Die massiv gestiegenen Asylgesuche von Flüchtlingen aus kriegsversehrten Regionen und verarmten afrikanischen Ländern erfüllen viele Menschen mit Sorge. Die Aufnahmebereitschaft in Europa wird durch die hohe Zahl der Schutz und wirtschaftliche Perspektiven suchenden Menschen, von denen viele keine Ausbildung haben, auf eine harte Probe gestellt.

Vor diesem Hintergrund will die SVP-Fraktion des Grossen Rates in Bern via Standesinitiative Druck machen. Flüchtlingen soll man möglichst nahe den Herkunftsländern helfen, statt «falsche Anreize für eine Völkerwanderung» zu geben. Nun, wer will nicht Schlepper bekämpfen? Für Hilfe vor Ort sind hoffentlich auch alle zu haben. Das ermöglicht den Flüchtlingen das Verbleiben im eigenen Kulturkreis und vereinfacht ihre Rückkehr, wenn die Verhältnisse daheim wieder besser werden. Deshalb fand der Vorstoss auch eine Mehrheit.

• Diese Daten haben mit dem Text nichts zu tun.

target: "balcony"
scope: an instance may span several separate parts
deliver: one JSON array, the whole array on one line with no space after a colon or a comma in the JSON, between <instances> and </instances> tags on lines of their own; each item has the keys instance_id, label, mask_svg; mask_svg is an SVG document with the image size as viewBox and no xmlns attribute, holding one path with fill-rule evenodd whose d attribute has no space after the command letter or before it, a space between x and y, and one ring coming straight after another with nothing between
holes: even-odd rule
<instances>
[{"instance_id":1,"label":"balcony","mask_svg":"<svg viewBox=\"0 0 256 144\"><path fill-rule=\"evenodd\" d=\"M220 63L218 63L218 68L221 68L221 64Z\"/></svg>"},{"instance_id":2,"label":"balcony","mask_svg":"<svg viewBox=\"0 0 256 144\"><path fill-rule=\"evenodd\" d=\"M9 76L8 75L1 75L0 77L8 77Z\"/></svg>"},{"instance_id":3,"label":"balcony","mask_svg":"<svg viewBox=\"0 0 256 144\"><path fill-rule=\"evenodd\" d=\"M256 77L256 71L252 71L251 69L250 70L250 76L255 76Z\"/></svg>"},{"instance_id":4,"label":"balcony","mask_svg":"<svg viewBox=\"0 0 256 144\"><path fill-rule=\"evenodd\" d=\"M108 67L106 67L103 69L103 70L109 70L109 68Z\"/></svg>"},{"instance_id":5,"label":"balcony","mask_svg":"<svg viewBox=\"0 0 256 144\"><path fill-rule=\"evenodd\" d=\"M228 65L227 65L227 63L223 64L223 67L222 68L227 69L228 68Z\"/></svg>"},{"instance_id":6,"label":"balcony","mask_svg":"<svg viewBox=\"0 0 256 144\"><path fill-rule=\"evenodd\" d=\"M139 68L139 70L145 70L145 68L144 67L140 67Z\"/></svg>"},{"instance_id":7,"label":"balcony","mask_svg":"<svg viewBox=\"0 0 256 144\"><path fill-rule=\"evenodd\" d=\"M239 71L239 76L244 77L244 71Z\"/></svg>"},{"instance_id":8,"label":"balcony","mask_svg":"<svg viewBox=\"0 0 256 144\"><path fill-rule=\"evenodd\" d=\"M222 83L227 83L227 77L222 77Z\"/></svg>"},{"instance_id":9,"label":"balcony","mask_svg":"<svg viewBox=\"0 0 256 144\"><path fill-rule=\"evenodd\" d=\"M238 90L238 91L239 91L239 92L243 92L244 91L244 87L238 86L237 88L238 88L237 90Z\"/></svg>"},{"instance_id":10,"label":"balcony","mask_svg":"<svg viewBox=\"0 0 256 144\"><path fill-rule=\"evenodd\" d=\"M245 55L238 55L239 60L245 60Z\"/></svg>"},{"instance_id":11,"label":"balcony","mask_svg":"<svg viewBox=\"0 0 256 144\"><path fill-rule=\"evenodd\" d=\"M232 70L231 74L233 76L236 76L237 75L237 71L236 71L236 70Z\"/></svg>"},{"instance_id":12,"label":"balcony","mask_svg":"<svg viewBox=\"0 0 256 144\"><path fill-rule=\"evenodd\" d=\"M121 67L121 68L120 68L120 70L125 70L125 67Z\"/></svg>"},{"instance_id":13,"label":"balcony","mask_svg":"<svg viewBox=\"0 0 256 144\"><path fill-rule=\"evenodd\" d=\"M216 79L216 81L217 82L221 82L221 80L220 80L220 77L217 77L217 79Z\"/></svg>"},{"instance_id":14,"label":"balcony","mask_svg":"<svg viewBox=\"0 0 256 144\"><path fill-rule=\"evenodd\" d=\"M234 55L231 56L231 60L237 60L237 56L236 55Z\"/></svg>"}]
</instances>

Nun reicht Hilfe vor Ort natürlich nicht. Nötig ist auch die konsequente Anwendung von «Dublin», also die Rückführung ins Land, wo die Flüchtlinge zuerst registriert wurden. Und es ist deutlich zu machen – wie es die Schweiz an der Südgrenze versucht –, dass Flüchtlinge kein Wunschland ankreuzen können. Doch dafür braucht es keine Grenzschliessung, wie es die SVP verlangt. Da machen FDP und CVP auch nicht mit, wie gestern klar wurde. Doch warum unterstützen sie dann den Vorstoss? Wollen sie mit Blick auf die Wahlen eine harte Position markieren? Und dies, obwohl man Hilfe vor Ort, dank bürgerlicher Mehrheit, in Bern direkt beschliessen könnte?